И улыбнулся уверенной улыбкой Асклепия.

Сейчас старик думал о той странной болезни, которая овладела Платоном. Болезнь навалилась не столь неожиданно, как полагали многие. Она началась еще в те томительные для Платона часы, когда священный корабль мог со дня на день вернуться с Делоса и все же не возвращался. Когда прошло двадцать восемь дней, Платон вдруг усмотрел в происходящем магическое предзнаменование: будто покровитель философов Аполлон собрался подарить по одному дню на каждый из тридцати камушков, не хвативших Сократу для оправдания. Платон осунулся, дыхание у него стало прерывистым, словно у больного. Казалось, смерть угрожала ему, а не Сократу. С каким-то обостренным старанием Платон принимался вспоминать споры Сократа с афинскими и заезжими софистами. Однажды он признался, что хотел бы записать рассуждения Сократа, как бы дав им вторую жизнь. Мудрец возразил: «Книжные свитки тленны, дорогой Платон.

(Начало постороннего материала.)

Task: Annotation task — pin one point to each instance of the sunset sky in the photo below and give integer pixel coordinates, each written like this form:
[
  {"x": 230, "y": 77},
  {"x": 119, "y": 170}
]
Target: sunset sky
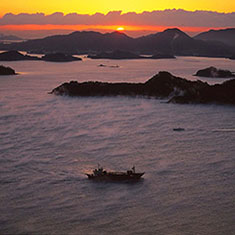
[{"x": 136, "y": 17}]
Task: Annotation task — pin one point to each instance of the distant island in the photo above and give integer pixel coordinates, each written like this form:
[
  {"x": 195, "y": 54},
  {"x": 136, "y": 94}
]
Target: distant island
[
  {"x": 167, "y": 44},
  {"x": 213, "y": 72},
  {"x": 15, "y": 56},
  {"x": 163, "y": 85},
  {"x": 6, "y": 70},
  {"x": 53, "y": 57},
  {"x": 59, "y": 57},
  {"x": 122, "y": 55}
]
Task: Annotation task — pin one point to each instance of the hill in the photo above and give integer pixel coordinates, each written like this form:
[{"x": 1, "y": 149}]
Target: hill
[
  {"x": 171, "y": 41},
  {"x": 226, "y": 36}
]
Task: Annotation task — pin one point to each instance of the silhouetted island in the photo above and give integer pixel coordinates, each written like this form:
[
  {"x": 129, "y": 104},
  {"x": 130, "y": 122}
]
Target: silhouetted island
[
  {"x": 162, "y": 56},
  {"x": 171, "y": 41},
  {"x": 213, "y": 72},
  {"x": 6, "y": 70},
  {"x": 15, "y": 56},
  {"x": 116, "y": 55},
  {"x": 162, "y": 85},
  {"x": 121, "y": 54},
  {"x": 59, "y": 57}
]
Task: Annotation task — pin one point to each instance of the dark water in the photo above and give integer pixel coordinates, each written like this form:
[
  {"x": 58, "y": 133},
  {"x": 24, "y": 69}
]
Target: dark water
[{"x": 47, "y": 143}]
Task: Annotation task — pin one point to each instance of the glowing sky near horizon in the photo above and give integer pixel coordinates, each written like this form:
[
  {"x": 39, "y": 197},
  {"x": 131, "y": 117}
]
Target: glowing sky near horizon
[{"x": 104, "y": 6}]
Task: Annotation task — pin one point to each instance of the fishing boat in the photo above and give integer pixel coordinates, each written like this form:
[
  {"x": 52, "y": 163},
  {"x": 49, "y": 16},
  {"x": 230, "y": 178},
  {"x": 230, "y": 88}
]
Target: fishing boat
[{"x": 103, "y": 175}]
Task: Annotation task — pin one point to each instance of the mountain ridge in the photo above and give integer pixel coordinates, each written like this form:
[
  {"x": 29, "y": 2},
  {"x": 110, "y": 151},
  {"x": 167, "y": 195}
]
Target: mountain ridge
[{"x": 171, "y": 41}]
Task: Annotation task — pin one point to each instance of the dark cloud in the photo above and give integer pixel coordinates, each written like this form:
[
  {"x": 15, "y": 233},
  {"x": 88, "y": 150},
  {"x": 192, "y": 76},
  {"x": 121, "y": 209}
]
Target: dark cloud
[{"x": 169, "y": 18}]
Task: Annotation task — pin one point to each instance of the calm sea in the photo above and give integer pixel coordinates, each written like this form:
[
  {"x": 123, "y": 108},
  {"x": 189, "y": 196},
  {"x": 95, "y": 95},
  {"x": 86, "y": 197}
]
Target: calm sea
[{"x": 48, "y": 143}]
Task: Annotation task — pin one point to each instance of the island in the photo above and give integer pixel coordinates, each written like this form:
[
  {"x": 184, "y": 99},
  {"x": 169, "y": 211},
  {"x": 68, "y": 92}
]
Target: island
[
  {"x": 60, "y": 57},
  {"x": 162, "y": 85},
  {"x": 213, "y": 72},
  {"x": 128, "y": 55},
  {"x": 6, "y": 70},
  {"x": 116, "y": 55},
  {"x": 16, "y": 56}
]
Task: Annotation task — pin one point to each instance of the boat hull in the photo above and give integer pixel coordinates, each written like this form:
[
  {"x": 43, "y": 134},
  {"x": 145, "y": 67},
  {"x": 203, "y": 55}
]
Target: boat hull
[{"x": 116, "y": 177}]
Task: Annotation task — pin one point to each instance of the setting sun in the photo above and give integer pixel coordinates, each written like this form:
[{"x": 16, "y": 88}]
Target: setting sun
[{"x": 120, "y": 29}]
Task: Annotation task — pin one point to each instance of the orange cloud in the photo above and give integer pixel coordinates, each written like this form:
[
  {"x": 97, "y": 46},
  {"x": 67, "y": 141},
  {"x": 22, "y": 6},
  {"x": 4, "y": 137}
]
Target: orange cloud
[{"x": 35, "y": 27}]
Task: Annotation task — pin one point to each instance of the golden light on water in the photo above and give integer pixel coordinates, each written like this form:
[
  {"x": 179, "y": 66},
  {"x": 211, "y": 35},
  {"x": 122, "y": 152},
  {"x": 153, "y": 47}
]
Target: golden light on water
[{"x": 120, "y": 28}]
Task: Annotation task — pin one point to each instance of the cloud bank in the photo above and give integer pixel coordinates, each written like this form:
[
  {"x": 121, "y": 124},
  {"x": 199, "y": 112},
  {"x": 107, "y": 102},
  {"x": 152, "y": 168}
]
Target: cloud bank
[{"x": 179, "y": 18}]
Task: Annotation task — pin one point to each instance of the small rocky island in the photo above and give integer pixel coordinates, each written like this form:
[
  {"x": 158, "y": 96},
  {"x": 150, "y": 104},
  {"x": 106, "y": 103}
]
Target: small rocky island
[
  {"x": 213, "y": 72},
  {"x": 163, "y": 85},
  {"x": 6, "y": 70},
  {"x": 16, "y": 56},
  {"x": 59, "y": 57}
]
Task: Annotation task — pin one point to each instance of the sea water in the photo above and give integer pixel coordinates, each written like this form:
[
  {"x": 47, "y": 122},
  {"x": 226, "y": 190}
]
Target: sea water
[{"x": 48, "y": 143}]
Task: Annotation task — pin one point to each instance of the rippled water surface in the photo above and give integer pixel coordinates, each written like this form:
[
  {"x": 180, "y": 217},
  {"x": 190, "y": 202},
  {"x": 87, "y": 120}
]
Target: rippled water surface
[{"x": 48, "y": 143}]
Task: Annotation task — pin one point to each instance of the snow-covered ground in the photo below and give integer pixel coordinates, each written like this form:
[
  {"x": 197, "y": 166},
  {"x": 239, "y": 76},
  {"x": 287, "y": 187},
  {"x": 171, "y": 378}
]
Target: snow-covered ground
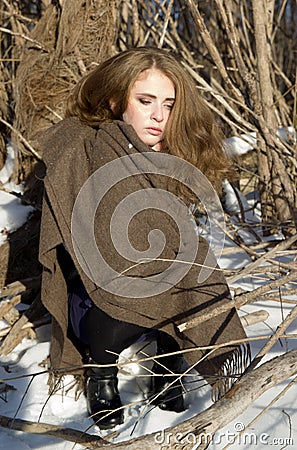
[{"x": 23, "y": 369}]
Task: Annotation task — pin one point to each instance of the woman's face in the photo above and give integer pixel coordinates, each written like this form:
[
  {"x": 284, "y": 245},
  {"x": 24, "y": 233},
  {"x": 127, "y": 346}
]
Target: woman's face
[{"x": 149, "y": 104}]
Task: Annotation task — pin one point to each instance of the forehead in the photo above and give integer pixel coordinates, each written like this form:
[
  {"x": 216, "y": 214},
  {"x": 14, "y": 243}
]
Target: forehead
[{"x": 153, "y": 79}]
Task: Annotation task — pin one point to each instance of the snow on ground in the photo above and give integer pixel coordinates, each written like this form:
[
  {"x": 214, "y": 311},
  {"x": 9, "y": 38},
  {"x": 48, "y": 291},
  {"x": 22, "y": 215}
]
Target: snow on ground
[{"x": 23, "y": 370}]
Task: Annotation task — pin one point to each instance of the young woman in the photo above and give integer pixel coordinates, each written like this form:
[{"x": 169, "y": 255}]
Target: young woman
[{"x": 139, "y": 101}]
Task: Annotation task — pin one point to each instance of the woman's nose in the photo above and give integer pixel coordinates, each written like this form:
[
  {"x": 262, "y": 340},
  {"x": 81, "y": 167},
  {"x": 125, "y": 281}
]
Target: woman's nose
[{"x": 157, "y": 113}]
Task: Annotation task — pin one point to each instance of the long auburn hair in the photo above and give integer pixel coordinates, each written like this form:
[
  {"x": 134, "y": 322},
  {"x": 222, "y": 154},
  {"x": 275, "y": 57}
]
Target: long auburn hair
[{"x": 191, "y": 132}]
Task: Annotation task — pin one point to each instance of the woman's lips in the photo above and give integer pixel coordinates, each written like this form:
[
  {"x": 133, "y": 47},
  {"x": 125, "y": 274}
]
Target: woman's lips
[{"x": 154, "y": 131}]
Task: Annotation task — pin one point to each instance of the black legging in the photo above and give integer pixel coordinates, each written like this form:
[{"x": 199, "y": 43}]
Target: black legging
[{"x": 105, "y": 333}]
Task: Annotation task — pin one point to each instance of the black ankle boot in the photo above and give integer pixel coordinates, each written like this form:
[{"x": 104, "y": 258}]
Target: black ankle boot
[
  {"x": 165, "y": 391},
  {"x": 103, "y": 399}
]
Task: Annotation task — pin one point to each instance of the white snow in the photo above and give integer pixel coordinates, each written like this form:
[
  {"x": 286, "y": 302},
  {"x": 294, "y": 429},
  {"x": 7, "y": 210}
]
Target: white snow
[{"x": 23, "y": 369}]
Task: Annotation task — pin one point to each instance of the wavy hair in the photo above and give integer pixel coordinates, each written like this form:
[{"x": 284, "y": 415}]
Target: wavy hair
[{"x": 191, "y": 132}]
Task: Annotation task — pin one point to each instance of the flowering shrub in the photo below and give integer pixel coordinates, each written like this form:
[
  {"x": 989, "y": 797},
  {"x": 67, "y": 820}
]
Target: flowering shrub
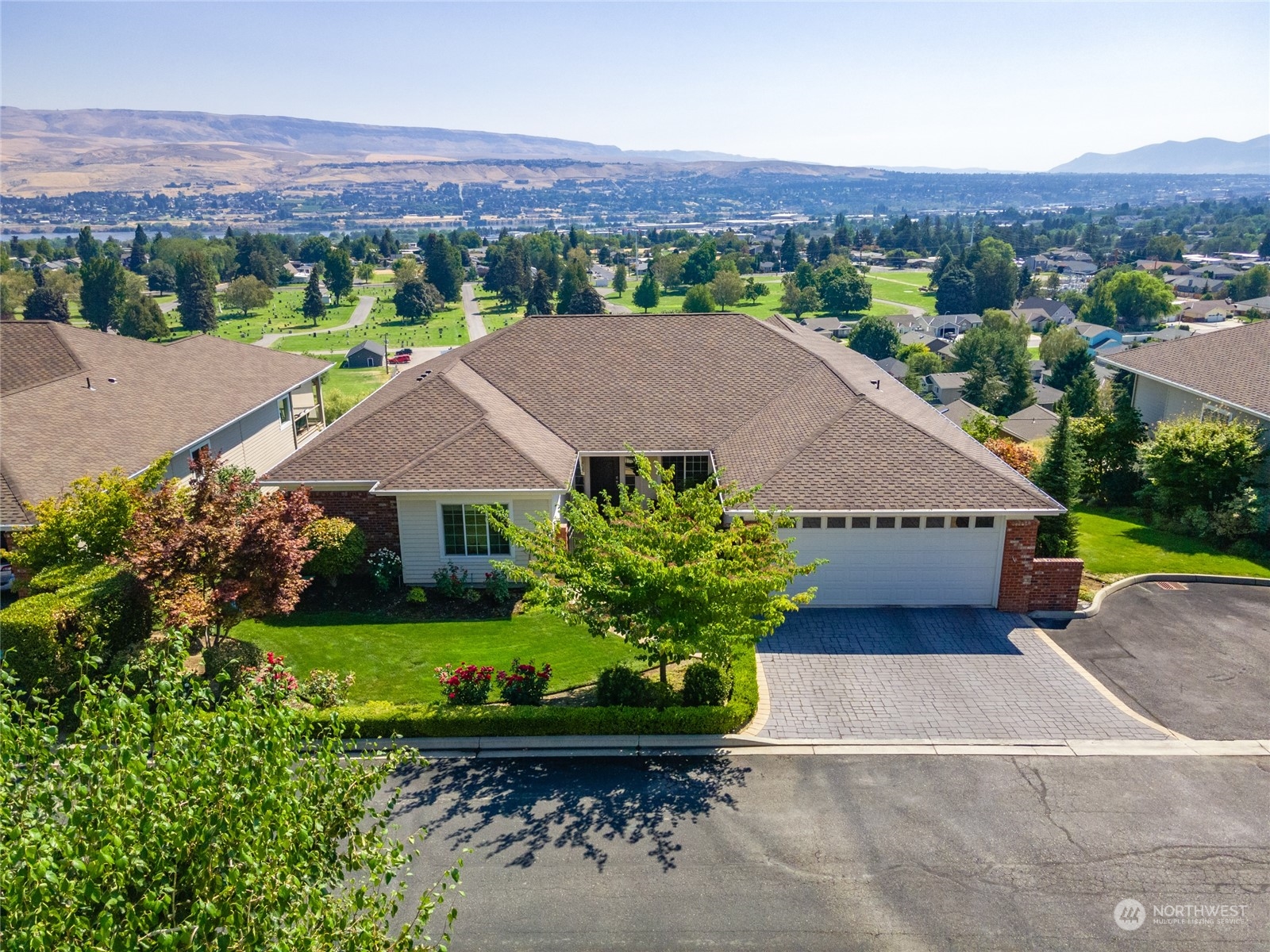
[
  {"x": 325, "y": 689},
  {"x": 467, "y": 685},
  {"x": 524, "y": 685},
  {"x": 495, "y": 585},
  {"x": 387, "y": 568},
  {"x": 272, "y": 681},
  {"x": 1019, "y": 456},
  {"x": 451, "y": 581}
]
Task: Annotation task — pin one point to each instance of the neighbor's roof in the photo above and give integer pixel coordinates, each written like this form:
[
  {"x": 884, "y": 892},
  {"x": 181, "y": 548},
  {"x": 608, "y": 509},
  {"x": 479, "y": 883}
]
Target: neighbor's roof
[
  {"x": 776, "y": 404},
  {"x": 1030, "y": 423},
  {"x": 1231, "y": 365},
  {"x": 165, "y": 397}
]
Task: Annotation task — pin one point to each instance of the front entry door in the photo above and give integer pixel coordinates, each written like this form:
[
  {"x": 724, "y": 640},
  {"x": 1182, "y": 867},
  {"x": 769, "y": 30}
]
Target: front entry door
[{"x": 605, "y": 471}]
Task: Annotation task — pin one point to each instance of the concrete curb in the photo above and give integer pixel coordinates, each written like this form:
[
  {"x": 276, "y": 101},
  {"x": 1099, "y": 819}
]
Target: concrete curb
[
  {"x": 1096, "y": 606},
  {"x": 737, "y": 746}
]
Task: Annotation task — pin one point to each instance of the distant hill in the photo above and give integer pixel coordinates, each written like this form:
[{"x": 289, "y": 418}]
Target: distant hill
[{"x": 1200, "y": 156}]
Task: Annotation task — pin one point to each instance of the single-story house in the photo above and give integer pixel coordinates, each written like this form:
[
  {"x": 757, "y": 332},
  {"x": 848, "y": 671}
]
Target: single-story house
[
  {"x": 1223, "y": 374},
  {"x": 1096, "y": 334},
  {"x": 906, "y": 507},
  {"x": 1039, "y": 310},
  {"x": 1030, "y": 423},
  {"x": 946, "y": 387},
  {"x": 78, "y": 403},
  {"x": 368, "y": 353}
]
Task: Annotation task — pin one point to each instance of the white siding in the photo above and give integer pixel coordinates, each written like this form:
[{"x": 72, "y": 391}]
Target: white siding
[
  {"x": 258, "y": 442},
  {"x": 899, "y": 566},
  {"x": 419, "y": 526}
]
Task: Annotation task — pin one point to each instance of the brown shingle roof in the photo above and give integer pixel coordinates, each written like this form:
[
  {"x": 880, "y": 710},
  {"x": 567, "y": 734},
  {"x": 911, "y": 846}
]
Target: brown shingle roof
[
  {"x": 1230, "y": 365},
  {"x": 55, "y": 429},
  {"x": 775, "y": 403}
]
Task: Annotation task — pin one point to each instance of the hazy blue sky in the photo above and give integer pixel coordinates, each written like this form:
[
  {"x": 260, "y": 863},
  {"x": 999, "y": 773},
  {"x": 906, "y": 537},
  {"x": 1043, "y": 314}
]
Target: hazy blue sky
[{"x": 999, "y": 86}]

Нужно писать вечными чернилами в человеческом сердце, а не теми, которые пересыхают, словно весенний ручей». Едва ли он вразумил Платона, продолжавшего и после наставлений Учителя разбирать уже порядком слипшуюся пряжу былых рассуждений. Сократ шутил: «Единственное, что Сократ утверждает с полной определенностью, это то, что он совершенно точно знает, что ничего не знает. По счастью, эта мысль кратка, и папируса на нее потребуется гораздо меньше, чем на описание полезных свойств поваренной соли». Платон не улыбался и продолжал ходить своим неуспокоенным шагом, натыкаясь на холодные тюремные стены. Однажды он подошел к Сократу и, горячечно дыша, зашептал: «Нужно бежать в Македонию, Учитель. К царю Архелаю». Сократ понял, что Платон заговаривается. «Хорошо, — сказал он. — Завтра мы отправимся в Македонию». На следующий день Платон уже не вспоминал ни о побеге, ни о македонском царе Архелае, который, желая украсить свое правление редкостным соцветьем философов, поэтов, художников и музыкантов, неоднократно приглашал и Сократа. На тщеславный зов царя откликнулись Эврипид, Зевксис, Херил Самосский, Тимофей Милетский, но афинский мудрец не принял из рук властителя позлащенных оков. Не обольстился он и предложениями Скопаса Краннонского и Еврилоха Ларисского.